The Scottish Medicines Consortium (SMC) has accepted Entresto™ (sacubitril/valsartan) for use within NHS Scotland for the treatment of adult patients with symptomatic chronic heart failure with reduced ejection fraction1. The SMC recognised sacubitril valsartan represents a new therapeutic option for patients with chronic heart failure with reduced ejection fraction.

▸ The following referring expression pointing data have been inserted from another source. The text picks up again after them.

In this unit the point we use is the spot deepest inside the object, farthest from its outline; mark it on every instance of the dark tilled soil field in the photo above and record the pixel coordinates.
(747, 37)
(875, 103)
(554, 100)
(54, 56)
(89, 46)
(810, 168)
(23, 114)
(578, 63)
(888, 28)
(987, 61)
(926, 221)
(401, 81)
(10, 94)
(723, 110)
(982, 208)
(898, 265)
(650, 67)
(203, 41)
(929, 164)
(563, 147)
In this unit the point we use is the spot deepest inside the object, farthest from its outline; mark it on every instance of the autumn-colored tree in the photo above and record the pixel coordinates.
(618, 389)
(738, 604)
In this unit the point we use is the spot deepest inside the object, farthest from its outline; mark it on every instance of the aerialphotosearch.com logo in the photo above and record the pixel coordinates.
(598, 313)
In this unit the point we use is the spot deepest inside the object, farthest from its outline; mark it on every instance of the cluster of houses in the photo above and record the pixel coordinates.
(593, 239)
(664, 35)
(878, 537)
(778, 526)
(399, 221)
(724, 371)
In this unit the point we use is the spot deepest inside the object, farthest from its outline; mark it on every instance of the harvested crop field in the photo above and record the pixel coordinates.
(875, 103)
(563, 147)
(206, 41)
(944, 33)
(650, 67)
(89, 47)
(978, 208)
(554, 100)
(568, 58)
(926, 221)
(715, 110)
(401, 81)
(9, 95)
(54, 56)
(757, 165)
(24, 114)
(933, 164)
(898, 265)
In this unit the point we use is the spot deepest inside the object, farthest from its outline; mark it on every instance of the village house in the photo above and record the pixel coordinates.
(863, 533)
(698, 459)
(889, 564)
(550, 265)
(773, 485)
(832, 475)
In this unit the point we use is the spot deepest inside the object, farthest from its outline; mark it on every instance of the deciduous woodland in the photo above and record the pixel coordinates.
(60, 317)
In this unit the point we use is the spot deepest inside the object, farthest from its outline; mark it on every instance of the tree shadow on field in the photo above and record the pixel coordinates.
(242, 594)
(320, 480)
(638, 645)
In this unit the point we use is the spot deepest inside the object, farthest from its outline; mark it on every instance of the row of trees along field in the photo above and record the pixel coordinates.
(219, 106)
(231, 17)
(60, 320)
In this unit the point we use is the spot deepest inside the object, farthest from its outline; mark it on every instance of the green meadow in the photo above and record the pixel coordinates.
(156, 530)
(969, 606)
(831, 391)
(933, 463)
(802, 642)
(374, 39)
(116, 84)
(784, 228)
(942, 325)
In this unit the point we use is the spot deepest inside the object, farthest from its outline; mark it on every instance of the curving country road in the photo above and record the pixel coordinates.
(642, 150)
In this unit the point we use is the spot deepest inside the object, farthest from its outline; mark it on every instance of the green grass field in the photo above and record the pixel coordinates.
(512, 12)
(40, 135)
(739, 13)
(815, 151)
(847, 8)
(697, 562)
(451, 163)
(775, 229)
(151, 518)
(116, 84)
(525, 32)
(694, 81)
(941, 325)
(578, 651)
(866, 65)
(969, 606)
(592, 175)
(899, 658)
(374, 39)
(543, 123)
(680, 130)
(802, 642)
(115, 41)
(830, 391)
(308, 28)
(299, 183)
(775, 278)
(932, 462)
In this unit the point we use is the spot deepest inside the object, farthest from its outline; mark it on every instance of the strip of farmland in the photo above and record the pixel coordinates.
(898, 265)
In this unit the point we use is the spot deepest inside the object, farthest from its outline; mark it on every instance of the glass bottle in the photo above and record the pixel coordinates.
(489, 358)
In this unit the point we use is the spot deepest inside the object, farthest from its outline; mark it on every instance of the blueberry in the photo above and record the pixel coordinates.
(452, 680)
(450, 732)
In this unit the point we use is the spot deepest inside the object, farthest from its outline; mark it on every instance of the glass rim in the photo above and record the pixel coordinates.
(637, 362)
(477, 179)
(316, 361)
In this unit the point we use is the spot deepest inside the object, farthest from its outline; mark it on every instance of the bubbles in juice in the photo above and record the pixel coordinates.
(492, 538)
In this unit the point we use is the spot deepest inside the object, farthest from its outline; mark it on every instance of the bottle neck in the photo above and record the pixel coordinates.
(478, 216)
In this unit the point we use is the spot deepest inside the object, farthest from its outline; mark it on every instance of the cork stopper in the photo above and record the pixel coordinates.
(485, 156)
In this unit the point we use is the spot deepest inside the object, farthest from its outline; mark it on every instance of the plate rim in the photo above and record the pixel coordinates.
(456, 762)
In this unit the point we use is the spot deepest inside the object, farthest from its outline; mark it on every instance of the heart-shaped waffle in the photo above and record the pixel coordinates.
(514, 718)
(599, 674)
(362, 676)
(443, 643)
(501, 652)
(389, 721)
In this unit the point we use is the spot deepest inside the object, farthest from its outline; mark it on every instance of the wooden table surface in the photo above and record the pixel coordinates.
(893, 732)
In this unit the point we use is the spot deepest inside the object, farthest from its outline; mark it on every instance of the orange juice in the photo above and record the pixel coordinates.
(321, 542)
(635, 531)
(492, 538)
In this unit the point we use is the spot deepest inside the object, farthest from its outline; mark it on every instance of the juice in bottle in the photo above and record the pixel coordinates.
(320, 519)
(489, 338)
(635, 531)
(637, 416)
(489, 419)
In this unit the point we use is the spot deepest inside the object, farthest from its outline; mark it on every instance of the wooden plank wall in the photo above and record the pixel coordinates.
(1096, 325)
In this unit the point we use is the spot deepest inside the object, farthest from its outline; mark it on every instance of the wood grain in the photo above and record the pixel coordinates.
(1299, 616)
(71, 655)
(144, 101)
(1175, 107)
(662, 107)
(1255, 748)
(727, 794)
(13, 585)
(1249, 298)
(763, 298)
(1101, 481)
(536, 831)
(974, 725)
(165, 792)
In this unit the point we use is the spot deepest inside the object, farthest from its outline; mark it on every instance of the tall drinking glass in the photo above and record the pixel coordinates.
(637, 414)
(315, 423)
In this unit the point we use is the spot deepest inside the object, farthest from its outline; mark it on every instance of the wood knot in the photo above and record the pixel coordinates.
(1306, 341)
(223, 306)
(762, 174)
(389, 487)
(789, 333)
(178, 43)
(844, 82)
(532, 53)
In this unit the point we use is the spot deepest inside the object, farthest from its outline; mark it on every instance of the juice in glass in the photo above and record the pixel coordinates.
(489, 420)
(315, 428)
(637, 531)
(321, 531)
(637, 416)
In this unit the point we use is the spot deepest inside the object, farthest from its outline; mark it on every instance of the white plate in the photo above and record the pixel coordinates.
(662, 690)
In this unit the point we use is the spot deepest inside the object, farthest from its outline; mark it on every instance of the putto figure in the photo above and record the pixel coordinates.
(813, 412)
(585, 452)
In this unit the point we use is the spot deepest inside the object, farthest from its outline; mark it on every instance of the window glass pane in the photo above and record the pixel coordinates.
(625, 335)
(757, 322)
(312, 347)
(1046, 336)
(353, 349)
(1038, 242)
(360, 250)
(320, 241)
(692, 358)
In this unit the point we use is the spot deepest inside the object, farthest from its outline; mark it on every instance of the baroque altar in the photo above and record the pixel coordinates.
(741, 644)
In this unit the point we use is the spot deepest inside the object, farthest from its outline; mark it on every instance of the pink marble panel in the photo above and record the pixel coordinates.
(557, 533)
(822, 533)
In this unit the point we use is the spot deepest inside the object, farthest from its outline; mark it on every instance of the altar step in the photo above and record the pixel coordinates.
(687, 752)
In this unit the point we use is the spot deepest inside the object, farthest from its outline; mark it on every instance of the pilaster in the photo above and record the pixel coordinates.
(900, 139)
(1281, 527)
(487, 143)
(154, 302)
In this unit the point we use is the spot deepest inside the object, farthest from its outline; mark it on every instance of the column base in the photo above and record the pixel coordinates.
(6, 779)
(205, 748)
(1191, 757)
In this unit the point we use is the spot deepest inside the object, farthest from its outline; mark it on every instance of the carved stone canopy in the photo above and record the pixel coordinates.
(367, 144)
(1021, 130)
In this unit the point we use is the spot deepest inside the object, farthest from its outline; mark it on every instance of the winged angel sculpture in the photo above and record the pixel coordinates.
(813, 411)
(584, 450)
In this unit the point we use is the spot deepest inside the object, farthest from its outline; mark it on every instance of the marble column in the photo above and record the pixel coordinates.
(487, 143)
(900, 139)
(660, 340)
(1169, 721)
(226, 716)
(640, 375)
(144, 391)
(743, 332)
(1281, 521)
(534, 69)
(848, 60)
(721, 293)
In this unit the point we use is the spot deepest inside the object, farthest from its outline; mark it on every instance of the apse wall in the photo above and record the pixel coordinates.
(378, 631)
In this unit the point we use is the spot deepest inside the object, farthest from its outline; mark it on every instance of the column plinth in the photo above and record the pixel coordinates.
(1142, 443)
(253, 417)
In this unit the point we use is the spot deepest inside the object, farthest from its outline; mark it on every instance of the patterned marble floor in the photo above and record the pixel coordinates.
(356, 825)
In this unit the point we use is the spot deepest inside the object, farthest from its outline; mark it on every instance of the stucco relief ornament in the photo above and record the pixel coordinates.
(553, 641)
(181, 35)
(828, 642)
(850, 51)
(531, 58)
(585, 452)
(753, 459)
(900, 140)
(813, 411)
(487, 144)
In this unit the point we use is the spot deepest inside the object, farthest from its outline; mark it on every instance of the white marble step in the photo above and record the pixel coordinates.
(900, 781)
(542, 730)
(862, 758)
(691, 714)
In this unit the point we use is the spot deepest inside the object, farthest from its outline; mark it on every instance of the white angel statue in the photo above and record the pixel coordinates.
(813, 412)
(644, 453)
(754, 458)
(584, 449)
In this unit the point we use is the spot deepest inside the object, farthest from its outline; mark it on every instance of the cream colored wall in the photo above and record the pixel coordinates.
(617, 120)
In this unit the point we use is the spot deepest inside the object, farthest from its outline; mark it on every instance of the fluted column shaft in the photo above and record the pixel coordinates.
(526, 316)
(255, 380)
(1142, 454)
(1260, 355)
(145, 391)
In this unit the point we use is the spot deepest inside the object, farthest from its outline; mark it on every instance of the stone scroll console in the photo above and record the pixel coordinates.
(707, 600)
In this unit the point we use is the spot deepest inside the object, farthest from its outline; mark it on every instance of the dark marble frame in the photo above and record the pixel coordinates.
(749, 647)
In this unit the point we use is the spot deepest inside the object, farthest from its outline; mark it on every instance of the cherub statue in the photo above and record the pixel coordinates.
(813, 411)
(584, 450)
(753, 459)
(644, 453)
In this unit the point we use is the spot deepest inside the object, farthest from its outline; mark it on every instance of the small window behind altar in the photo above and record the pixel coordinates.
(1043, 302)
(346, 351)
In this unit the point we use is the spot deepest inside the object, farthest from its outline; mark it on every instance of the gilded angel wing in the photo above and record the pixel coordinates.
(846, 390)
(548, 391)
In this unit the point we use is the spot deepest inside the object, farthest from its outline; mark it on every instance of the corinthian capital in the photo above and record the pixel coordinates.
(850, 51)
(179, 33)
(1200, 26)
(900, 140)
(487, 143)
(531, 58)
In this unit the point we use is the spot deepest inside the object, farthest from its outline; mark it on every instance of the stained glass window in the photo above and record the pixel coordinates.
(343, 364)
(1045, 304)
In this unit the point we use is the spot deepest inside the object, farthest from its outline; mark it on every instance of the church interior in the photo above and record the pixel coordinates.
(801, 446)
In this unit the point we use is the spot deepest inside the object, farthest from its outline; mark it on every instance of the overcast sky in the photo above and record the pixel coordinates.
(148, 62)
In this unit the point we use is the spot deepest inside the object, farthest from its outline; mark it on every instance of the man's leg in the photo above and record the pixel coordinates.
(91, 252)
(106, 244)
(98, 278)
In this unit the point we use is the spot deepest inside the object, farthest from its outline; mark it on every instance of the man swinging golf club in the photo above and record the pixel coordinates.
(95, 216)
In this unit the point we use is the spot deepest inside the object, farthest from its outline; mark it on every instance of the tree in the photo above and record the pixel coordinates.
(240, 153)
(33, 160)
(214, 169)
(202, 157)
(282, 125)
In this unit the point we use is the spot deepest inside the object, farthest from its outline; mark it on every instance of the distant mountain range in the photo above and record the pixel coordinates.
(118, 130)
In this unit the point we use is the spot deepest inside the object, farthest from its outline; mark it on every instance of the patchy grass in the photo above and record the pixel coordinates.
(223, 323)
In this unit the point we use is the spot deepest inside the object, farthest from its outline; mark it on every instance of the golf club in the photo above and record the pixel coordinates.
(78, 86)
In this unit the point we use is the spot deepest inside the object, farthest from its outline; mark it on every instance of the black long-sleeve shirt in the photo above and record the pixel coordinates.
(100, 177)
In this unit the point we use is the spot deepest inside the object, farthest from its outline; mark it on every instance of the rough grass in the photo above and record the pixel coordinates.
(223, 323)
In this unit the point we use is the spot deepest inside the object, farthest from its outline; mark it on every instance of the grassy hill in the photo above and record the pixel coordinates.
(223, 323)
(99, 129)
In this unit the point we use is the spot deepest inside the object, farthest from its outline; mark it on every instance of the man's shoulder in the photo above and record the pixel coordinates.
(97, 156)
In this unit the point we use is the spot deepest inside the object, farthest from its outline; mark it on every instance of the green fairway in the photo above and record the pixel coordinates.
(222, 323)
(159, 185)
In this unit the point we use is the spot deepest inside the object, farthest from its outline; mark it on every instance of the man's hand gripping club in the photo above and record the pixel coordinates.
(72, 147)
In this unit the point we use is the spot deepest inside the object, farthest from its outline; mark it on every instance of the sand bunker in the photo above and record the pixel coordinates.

It noted that it may be used instead of angiotensin converting enzyme (ACE) inhibitors1, the current gold standard treatment for the condition.

“Patients with heart failure can have a poor prognosis, with survival rates often being worse than certain types of cancer, such as breast and prostate.” said Dr Roy Gardner, Consultant Cardiologist, Scottish National Advanced Heart Failure Service, Golden Jubilee National Hospital.

“The acceptance of sacubitril/valsartan will allow many heart failure patients in Scotland to benefit from a reduced risk of death and hospitalisation.” 

Heart failure occurs when the heart muscle cannot pump a normal amount of oxygen-rich blood around the body, resulting in a substantial impact on patients’ daily lives. In Scotland, heart failure was responsible for 11,900 hospitalisations in 20133. It was estimated that 25% of patients needed emergency re-admissions within 30 days of hospital discharge4 and 23% of patients hospitalised with heat failure died within 30 days of being discharged from hospital4.

“Today’s advice represents an important milestone for heart failure patients in Scotland.” said Dimitrios Georgiopoulos MD, Chief Scientific Officer, Novartis Pharmaceuticals UK Ltd.

“The SMC conducts a robust evaluation of the clinical value and the cost-effectiveness of new treatments, and we applaud the SMC for accepting the use of sacubitril/valsartan under its licensed indication with no restriction.”

The SMC carried out an evaluation of the clinical and cost effectiveness of sacubitril/valsartan and based its advice on data from the PARADIGM-HF study, the largest Phase 3 heart failure clinical trial conducted to date. The study compared the efficacy and safety of sacubitril/valsartan with enalapril, in 8,399 patients with chronic heart failure with reduced ejection fraction. Results showed that sacubitril/valsartan, compared to enalapril, reduced the risk of death from heart-related causes or first hospitalisation for heart failure by 20% (absolute risk reduction: 4.7%)1. Based on this evidence, the SMC concluded that the introduction of sacubitril/valsartan would offer an alternative treatment to ACE inhibitors or angiotensin II receptor blockers (ARB) in patients with heart failure with reduced ejection fraction.
Sacubitril/valsartan is now available for use in the UK for the treatment of adult patients with symptomatic chronic heart failure with reduced ejection fraction. Following publication of the SMC’s advice, NHS Boards in Scotland will now decide whether sacubitril/valsartan should be added to their formulary.

Novartis is also working with NICE to ensure as many eligible patients as possible will be able to benefit from sacubitril/valsartan once it has been appraised.